Foto: Alvesgaspar / Wikimedia Commons (CC BY-SA 4.0)
Mármol que parece carne
El instante fijado en el mármol
Gian Lorenzo Bernini (1598–1680), el gran director de escena del Barroco romano, talló este grupo en mármol entre 1647 y 1652. Representa la Transverberación de Santa Teresa de Ávila: la mística española, al describir sus propias visiones, cuenta de un ángel que le atraviesa repetidamente el corazón con un dardo dorado, en un dolor tan intenso que se vuelve gozo. Bernini detiene precisamente ese instante.

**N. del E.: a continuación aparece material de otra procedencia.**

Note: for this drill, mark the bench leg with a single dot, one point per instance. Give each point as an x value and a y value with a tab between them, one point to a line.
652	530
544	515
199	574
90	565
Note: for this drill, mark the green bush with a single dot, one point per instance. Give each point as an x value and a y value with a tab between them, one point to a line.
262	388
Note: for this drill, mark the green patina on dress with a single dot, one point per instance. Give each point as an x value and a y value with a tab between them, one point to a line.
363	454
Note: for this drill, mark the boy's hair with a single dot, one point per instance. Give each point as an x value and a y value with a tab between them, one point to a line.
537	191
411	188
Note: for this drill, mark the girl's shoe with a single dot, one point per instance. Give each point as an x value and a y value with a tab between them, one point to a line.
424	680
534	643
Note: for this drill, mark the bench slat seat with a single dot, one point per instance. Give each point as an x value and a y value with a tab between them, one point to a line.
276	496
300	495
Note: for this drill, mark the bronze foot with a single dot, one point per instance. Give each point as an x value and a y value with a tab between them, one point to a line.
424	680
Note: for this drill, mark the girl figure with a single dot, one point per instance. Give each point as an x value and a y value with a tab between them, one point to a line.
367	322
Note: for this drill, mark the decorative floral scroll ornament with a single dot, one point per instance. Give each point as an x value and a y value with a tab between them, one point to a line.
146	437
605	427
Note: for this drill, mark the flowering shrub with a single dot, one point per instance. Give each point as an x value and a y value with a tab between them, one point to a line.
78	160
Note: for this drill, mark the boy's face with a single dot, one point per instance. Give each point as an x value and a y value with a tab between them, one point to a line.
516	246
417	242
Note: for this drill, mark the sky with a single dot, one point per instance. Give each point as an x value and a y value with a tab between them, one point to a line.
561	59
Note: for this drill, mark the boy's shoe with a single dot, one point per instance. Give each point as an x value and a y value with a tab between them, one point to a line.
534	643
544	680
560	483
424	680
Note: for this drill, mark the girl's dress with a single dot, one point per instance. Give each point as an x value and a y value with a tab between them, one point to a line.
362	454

La santa se hunde hacia atrás sobre una nube, el rostro ladeado, los labios entreabiertos, un pie descalzo colgando en el vacío. Sobre ella, el ángel sonríe y alza la flecha. El milagro está todo en la materia: el mármol se hace tela, piel, cabello, aire. Los pliegues de su hábito parecen estremecerse, como sacudidos por un viento interior. Es escultura, y sin embargo es casi pintura, y casi teatro.
Tras el grupo, rayos dorados descienden desde lo alto. Una ventana oculta, situada sobre la capilla e invisible para quien mira, deja caer luz real sobre el mármol: en los días propicios, la santa parece resplandecer desde dentro. Es el golpe de genio de Bernini: hacer que la luz natural actúe como si formara parte de la obra.